Called Monogram Maternity, the program centers around creating a personalized experience for mother, baby and family—an experience unique to each woman. "We work together to create an experience that is designed just the way the mom-to-be wants it. It takes into account her needs, her preferences and the way she wants to welcome her child into the world," said Kathy Ryan, R.N., clinical supervisor of the family care unit at St.Vincent Women's Hospital.
Ryan said Monogram Maternity is an extension of the hospital's overarching patient-centered care philosophy—a belief that when medical care is provided with the patient as the central focus it can improve health, efficiency of care, patient satisfaction and outcomes.
"Better communication between patient and caregivers lends itself to a more calm environment and one where there is trust," said Ryan. "That's exactly what we've created with Monogram Maternity."
Through the program, patients are introduced to the hospital early on in their pregnancy. They are given the opportunity to start making selections about specialized care they may need or classes or appointments they want.

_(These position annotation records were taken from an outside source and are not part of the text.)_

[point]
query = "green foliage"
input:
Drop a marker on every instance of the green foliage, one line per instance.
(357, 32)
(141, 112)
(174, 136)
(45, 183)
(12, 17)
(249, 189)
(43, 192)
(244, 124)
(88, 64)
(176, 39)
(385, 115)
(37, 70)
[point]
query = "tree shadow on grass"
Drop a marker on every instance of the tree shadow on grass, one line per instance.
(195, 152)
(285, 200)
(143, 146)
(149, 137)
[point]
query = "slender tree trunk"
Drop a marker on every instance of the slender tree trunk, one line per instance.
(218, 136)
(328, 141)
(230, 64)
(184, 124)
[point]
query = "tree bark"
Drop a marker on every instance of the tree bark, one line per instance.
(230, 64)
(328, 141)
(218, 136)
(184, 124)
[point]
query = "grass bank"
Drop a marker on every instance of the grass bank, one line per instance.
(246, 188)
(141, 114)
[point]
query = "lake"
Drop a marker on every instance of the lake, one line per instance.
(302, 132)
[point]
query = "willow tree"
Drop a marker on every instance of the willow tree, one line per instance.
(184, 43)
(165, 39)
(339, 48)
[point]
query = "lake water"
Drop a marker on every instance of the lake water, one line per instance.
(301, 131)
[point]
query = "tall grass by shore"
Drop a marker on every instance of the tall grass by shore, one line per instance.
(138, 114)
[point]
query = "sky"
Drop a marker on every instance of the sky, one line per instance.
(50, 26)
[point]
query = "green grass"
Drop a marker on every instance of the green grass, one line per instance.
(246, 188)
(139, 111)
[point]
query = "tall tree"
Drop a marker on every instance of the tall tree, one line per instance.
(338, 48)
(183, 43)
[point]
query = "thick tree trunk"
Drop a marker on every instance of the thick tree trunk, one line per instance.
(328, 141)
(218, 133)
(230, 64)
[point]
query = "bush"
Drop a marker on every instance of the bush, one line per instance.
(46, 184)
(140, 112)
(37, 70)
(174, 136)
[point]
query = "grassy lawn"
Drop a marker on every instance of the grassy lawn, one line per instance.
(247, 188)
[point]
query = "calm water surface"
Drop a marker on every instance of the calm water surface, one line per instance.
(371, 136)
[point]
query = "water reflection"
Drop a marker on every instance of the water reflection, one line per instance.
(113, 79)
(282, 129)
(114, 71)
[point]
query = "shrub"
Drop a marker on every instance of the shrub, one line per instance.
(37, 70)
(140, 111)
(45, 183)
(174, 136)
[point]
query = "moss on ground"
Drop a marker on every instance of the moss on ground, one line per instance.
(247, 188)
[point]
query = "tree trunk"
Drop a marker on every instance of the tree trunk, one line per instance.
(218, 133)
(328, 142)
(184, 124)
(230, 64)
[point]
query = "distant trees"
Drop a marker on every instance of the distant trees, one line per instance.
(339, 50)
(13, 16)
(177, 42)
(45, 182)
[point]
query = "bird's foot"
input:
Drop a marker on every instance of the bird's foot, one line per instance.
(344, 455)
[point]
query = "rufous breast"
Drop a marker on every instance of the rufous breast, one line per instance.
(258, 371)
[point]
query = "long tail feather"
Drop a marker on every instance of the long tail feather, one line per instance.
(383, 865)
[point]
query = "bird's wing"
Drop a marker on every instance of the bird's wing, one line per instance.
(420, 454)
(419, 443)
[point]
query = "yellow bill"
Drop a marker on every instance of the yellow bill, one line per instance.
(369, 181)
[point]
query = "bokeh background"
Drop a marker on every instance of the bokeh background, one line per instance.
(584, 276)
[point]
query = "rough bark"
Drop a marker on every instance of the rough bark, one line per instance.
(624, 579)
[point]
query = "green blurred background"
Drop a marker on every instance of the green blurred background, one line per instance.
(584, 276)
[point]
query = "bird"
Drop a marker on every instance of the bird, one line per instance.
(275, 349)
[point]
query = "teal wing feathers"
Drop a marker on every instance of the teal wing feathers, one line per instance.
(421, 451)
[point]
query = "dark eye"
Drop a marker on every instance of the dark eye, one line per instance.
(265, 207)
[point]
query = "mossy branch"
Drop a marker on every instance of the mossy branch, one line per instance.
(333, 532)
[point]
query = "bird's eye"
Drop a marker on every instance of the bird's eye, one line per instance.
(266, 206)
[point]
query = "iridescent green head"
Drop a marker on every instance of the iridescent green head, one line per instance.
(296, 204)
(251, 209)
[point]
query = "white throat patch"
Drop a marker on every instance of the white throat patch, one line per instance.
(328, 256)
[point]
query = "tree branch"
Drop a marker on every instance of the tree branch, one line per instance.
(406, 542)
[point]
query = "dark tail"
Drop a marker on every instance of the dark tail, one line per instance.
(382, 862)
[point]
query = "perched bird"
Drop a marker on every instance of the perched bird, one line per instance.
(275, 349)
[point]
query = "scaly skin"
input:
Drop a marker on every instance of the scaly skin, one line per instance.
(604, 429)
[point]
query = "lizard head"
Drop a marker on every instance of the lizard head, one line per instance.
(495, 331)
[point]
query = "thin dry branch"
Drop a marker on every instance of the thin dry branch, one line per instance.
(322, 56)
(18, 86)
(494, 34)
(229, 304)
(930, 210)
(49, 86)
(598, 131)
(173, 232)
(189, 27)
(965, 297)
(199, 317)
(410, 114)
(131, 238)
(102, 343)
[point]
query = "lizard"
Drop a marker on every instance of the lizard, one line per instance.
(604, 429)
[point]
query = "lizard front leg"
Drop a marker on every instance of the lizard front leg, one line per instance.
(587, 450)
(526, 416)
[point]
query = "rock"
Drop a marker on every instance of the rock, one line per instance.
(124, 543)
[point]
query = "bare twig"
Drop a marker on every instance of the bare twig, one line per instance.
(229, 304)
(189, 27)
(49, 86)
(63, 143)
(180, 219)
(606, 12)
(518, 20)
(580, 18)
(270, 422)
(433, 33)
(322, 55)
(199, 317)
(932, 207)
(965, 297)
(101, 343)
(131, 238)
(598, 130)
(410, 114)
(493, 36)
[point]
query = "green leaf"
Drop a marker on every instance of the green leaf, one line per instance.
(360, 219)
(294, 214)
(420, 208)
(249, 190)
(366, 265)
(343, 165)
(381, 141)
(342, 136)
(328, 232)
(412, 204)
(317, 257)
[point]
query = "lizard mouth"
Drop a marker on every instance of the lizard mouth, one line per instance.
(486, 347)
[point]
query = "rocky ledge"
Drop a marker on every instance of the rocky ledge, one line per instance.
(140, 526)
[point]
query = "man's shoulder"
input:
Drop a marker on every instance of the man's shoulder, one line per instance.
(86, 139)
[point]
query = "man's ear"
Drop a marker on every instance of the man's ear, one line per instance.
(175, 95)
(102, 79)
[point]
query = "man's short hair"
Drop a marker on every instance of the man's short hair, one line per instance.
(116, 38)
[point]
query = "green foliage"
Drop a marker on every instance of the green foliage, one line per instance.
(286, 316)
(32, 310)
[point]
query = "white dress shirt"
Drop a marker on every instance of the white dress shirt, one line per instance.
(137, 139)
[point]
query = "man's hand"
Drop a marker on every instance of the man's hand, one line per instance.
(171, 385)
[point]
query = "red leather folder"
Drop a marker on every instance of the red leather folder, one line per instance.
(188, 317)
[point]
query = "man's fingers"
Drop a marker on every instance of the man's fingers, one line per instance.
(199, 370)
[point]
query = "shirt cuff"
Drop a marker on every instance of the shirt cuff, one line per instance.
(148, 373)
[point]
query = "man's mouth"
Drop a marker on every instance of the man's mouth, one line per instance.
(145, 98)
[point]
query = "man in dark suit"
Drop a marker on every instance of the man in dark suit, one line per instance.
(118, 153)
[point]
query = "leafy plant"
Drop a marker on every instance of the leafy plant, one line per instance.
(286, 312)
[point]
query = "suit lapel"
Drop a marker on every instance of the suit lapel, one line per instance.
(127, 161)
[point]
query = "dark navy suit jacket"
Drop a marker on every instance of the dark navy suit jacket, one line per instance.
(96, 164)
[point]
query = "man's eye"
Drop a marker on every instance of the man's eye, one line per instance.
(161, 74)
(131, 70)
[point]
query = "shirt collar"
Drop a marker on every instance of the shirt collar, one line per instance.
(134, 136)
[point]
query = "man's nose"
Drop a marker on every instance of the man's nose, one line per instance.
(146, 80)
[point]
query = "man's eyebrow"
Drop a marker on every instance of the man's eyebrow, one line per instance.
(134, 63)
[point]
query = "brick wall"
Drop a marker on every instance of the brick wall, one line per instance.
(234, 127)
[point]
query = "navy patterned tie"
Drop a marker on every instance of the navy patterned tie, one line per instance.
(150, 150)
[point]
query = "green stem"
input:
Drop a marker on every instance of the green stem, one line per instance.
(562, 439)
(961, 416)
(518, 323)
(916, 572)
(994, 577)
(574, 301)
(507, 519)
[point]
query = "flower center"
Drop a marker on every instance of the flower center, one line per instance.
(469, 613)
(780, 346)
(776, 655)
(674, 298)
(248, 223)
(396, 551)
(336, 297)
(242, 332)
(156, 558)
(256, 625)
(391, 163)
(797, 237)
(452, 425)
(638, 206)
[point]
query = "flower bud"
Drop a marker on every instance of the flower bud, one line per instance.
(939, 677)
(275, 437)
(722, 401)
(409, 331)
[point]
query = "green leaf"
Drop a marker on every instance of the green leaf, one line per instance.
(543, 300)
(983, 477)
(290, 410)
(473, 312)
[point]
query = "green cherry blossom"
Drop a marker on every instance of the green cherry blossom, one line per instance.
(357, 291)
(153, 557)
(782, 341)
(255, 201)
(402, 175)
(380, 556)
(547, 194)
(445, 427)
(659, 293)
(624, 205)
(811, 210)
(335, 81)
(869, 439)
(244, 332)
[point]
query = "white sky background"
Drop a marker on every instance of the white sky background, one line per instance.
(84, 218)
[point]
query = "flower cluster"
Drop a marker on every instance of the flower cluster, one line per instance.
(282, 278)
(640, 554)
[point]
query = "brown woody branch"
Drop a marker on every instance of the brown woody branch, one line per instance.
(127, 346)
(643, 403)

As they inch closer to their due date, they meet with a Nurse Navigator to talk about their preferences, such as the kind of pain management they want – options may include tub labor, birthing ball or epidural – or comfort measures they're interested in, such as breathing techniques, massages for hands and feet, or clinical aromatherapy.
The hospital also uses the time to tour the hospital, talk about any concerns, help moms understand what they can and cannot control, and outline a personalized plan of what each woman desires.
"This time of talking greatly alleviates anxiety and gives us an opportunity to support the mom and help her understand we do everything we can to put her and her child's safety first," said Slayman.